Following the initial announcement back in October that revealed FCA and PSA Group were interested in formally merging, the two firms have formally signed on the dotted line, creating the fourth largest automotive company in the world, with projected annual sales of around 8.7 million cars in the process.

On the subject of profits, they are expected to be massive, with initial figures suggesting that the newly combined entity’s revenues will be around $190 million, as well as a recurring operating profit of over $12.2 billion dollars. These are very impressive figures, and it’s easy to see why they played a key background role in encouraging the two companies to merge. But beyond the financial benefits, there are also other advantages that the combination brings to the table. Before we get into that though, we might as well focus on the formalities that will be in place going forward. Wheras Chrysler’s last foray into a 50:50 merger ended up with the troubled and clearly not equal DaimlerChrysler regime, it appears that both FCA and PSA Group have taken safeguards to ensure things go quite differently this time around.
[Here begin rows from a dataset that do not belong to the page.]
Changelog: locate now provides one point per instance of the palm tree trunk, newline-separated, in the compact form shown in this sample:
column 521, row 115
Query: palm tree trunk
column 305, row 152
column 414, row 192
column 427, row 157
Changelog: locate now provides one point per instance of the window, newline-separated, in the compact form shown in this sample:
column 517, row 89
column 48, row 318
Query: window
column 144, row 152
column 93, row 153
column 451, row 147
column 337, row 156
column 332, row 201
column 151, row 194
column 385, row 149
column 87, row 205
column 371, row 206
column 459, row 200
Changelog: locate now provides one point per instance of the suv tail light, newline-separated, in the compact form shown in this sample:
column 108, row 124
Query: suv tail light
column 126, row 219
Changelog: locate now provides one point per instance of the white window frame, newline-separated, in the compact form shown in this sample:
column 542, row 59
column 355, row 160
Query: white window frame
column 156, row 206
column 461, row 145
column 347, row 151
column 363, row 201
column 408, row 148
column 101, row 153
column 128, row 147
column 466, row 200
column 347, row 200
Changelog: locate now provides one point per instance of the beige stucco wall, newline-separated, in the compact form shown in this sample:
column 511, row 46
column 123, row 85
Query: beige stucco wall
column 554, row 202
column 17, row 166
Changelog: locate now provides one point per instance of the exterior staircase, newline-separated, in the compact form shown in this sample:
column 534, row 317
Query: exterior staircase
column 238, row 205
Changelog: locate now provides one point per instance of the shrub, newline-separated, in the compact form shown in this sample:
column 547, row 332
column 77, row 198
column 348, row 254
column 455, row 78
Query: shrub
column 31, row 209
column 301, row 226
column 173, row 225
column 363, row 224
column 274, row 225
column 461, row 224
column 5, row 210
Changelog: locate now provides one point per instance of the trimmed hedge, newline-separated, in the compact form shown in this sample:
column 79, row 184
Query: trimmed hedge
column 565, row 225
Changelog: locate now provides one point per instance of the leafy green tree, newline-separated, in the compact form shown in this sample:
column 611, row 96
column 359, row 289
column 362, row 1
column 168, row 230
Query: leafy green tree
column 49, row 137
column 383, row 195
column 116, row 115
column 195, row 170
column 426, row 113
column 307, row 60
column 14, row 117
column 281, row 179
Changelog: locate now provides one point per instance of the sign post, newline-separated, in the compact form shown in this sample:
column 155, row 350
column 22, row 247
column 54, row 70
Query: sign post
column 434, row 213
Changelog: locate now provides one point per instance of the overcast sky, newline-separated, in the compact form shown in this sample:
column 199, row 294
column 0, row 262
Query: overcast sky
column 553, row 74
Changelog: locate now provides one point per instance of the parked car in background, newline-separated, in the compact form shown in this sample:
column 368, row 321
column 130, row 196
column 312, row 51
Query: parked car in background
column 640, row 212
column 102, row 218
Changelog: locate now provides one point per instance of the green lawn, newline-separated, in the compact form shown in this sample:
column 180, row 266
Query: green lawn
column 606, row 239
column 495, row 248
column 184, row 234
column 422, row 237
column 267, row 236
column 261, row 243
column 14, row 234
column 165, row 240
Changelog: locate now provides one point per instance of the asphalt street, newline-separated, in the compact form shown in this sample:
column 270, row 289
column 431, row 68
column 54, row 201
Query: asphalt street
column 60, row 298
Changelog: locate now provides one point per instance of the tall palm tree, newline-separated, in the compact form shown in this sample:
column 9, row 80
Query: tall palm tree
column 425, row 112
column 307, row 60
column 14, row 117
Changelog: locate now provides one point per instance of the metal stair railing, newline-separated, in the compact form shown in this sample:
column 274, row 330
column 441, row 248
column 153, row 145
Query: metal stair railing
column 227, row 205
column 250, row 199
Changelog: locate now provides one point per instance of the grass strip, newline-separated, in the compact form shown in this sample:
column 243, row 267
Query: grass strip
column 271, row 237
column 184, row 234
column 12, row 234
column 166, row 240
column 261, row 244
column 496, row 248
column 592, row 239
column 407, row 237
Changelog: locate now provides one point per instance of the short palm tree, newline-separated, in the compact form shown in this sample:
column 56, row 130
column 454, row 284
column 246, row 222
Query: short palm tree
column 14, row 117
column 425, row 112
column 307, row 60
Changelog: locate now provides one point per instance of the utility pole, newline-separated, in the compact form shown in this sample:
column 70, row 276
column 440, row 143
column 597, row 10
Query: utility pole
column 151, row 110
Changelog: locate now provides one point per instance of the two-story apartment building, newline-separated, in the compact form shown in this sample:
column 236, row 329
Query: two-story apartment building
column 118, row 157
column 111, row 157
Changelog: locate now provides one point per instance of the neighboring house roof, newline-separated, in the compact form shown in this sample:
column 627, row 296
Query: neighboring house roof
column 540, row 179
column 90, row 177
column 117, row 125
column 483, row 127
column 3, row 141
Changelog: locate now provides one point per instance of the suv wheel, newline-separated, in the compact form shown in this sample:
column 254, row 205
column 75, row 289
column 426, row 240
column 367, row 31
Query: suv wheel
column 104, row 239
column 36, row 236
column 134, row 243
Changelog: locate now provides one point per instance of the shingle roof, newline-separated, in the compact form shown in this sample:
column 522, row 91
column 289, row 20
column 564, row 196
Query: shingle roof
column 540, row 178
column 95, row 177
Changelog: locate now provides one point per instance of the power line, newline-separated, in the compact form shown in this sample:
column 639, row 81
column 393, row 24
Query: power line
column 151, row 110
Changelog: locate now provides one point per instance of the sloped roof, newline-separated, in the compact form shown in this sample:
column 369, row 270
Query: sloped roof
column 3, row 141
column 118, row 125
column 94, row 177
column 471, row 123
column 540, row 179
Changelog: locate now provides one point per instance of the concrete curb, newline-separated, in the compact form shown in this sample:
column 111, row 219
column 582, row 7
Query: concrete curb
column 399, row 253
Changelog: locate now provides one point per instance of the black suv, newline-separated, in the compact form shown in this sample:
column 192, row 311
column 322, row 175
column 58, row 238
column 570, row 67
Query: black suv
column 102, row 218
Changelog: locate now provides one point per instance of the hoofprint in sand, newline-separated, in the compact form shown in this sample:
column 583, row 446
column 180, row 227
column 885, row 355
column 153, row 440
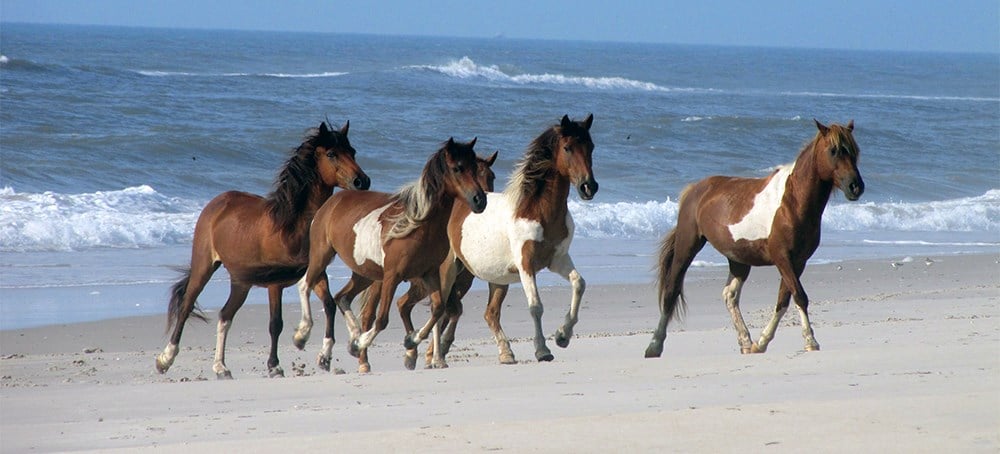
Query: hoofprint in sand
column 911, row 363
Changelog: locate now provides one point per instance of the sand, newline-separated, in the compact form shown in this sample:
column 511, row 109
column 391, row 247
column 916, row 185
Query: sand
column 910, row 362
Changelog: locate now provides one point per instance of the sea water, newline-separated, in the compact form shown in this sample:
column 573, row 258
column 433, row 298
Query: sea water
column 113, row 139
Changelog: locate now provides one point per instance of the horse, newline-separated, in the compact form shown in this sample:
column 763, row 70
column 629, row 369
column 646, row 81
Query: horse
column 262, row 241
column 527, row 228
column 771, row 221
column 417, row 291
column 390, row 238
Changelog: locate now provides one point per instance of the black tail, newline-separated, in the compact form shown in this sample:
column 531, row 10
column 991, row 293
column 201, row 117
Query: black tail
column 668, row 295
column 177, row 297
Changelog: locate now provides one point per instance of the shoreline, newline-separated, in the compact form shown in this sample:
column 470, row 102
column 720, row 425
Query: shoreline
column 909, row 362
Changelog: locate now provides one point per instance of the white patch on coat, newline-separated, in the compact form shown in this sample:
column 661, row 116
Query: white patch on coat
column 368, row 238
column 756, row 225
column 492, row 241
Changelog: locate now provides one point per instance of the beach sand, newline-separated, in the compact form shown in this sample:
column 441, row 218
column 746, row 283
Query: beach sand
column 910, row 362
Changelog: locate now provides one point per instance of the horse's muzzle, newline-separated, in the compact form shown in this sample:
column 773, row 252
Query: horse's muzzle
column 587, row 189
column 477, row 202
column 853, row 189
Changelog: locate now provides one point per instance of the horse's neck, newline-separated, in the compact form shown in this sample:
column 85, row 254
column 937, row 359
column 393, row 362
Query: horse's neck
column 811, row 192
column 548, row 203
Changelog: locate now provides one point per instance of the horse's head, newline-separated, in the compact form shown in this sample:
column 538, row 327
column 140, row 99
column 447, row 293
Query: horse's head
column 572, row 155
column 460, row 174
column 335, row 159
column 484, row 171
column 837, row 158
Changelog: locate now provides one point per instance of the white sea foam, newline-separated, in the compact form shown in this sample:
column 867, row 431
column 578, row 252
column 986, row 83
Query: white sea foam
column 140, row 217
column 130, row 218
column 465, row 68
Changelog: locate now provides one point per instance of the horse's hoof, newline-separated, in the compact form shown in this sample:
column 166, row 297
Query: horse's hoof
column 300, row 341
column 409, row 343
column 161, row 366
column 561, row 339
column 323, row 362
column 410, row 360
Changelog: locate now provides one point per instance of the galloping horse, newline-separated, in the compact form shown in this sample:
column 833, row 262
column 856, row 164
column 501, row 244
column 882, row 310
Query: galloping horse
column 390, row 238
column 759, row 222
column 527, row 228
column 417, row 291
column 261, row 241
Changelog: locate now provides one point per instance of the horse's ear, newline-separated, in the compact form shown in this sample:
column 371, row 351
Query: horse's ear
column 822, row 129
column 565, row 121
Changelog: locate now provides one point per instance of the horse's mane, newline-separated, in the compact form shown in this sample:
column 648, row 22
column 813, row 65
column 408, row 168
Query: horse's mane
column 291, row 191
column 418, row 198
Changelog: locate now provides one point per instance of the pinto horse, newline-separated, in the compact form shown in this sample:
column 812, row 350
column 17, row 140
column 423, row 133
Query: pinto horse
column 390, row 238
column 417, row 291
column 262, row 241
column 527, row 228
column 759, row 222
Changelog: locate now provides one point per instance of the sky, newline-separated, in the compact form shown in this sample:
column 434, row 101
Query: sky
column 914, row 25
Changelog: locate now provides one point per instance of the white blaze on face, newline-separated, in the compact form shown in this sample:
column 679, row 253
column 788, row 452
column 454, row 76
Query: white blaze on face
column 368, row 238
column 756, row 225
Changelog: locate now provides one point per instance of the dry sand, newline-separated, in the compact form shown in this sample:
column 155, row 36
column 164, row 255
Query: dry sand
column 909, row 363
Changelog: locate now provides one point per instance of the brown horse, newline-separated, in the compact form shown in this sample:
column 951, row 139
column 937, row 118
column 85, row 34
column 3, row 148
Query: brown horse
column 527, row 228
column 759, row 222
column 262, row 241
column 417, row 291
column 390, row 238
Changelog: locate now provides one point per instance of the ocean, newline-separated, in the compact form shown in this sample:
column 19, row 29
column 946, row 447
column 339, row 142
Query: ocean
column 112, row 139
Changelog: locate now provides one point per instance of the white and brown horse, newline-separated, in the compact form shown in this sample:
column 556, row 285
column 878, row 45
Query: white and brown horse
column 262, row 241
column 390, row 238
column 528, row 228
column 759, row 222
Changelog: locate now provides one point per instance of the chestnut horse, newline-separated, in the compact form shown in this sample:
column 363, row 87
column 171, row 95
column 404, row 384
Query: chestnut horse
column 527, row 228
column 390, row 238
column 759, row 222
column 262, row 241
As previously announced, the new board of directors will feature even representation, with five members coming from FCA, and five from PSA Group with nominations coming from their respective reference shareholders. While the role of FCA CEO Michael Manley is still unknown, it is confirmed that PSA Group CEO Carlos Tevares will be chief officer for an initial five year term, and he will also have a very prominent seat in the director’s board.

The newly combined company will also (for the moment) retain all 13 of their brands, a move that is very reminiscent of the current VW empire. However, Tavares (an executive known for his proficiency as a cost cutter) will certainly keep a very close eye on the performance of all of them, and will certainly be prepared to take action in the event one of them does not meet sales targets. Three very prominent offenders that come to mind are Fiat, Maserati, and Alfa Romeo. All three of these fabled Italian marques were the core of the late Sergio Marchionne’s agenda during his time as FCA CEO, and currently, all three are not meeting their sales projections, with Fiat in particular suffering a rapid collapse in sales here in the U.S. Maserati and Alfa Romeo are also in the middle of expanding their respective lineups to include more utilities, but both of these luxury marques have had a slow start, and are still behind established luxury competition in terms of sales.

 

“Our merger is a huge opportunity to take a stronger position in the auto industry as we seek to master the transition to a world of clean, safe and sustainable mobility and to provide our customers with world-class products, technology, and services,” Tavares commented.

“This is a union of two companies with incredible brands and a skilled and dedicated workforce. Both have faced the toughest of times and have emerged as agile, smart, formidable competitors. Our people share a common trait – they see challenges as opportunities to be embraced and the path to making us better at what we do,” Mike Manley, FCA CEO, added.

 

Look for the first fruits of this merger to emerge over the next few years, with both FCA and PSA Group benefitting from the technology arsenal that is available to them, as well as the possible re-emergence of PSA Group into the U.S. market, with rumors suggesting that the company has already begun research into the idea. As for FCA, this merger could finally help jump start the firm’s long lagging EV ambitions, and finally give them the tools needed to launch a more sustained assault against rivals that are currently far ahead of them in this arena.